JP2010236885A - Cooling structure of reactor containment vessel - Google Patents

Abstract

<P>PROBLEM TO BE SOLVED: To provide a reactor containment vessel and a reactor building with a reduced volume and height by considerably increasing a cooling efficiency of the reactor containment vessel only by a passive driving force. <P>SOLUTION: A cooling structure of the reactor containment vessel includes: a plurality of heat dissipating fins 8 radially extending from the upper part of the reactor containment vessel 2 housing a reactor pressure vessel 1, extending in the vertical direction on the lateral side wall face of the reactor containment vessel 2 and reaching the lower part of the lateral wall face; a plurality of blades 9 rotatably supported by a water spray tube 7 disposed on the upper part of the reactor containment vessel 2; and a plurality of branched tubes 10 rotatably supported by the blades 9 or the spray tube 7 for spraying the cooling water supplied by the water spray tube 7 on the upper part of the reactor containment vessel 2. <P>COPYRIGHT: (C)2011,JPO&INPIT

Description

  The present invention relates to a reactor containment cooling structure, and more particularly to a reactor containment cooling structure using passive driving force.

  In the nuclear power plant, when the reactor coolant leaks into the reactor containment vessel due to pipe breakage or the like, the coolant becomes steam and the pressure in the reactor containment vessel increases.
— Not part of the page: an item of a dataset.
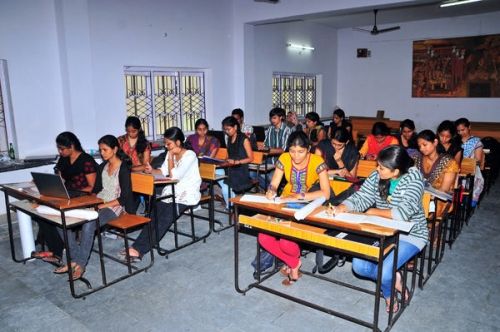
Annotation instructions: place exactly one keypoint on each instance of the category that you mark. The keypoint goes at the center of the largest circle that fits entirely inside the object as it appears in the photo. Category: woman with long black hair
(114, 188)
(135, 145)
(393, 191)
Conventionally, in order to ensure the soundness of the containment vessel against pressure rise, the generated steam is guided to the pressure suppression pool in the containment vessel to condense and dissipate heat, or by spraying from the top of the containment vessel by spraying, Methods for condensing steam are known. In these methods, heat accumulated in the pool and spray water is released to the outside through a heat exchanger by a dynamic device such as a pump.

  In recent years, in order to improve the reliability of the safety system, a method for removing heat from the reactor containment vessel by a passive force such as gravity has been proposed (Patent Document 1). FIG. 11 shows a conventional reactor containment cooling structure using passive force. An air flow path 4 is provided between the reactor containment vessel 2 containing the reactor pressure vessel 1 and the reactor building 3, and air flowing from the lower part of the reactor containment vessel 2 is heated from the wall surface of the reactor containment vessel 2. Therefore, the air flow path 4 rises due to the chimney effect and is exhausted from the chimney 5 above the reactor containment vessel 2.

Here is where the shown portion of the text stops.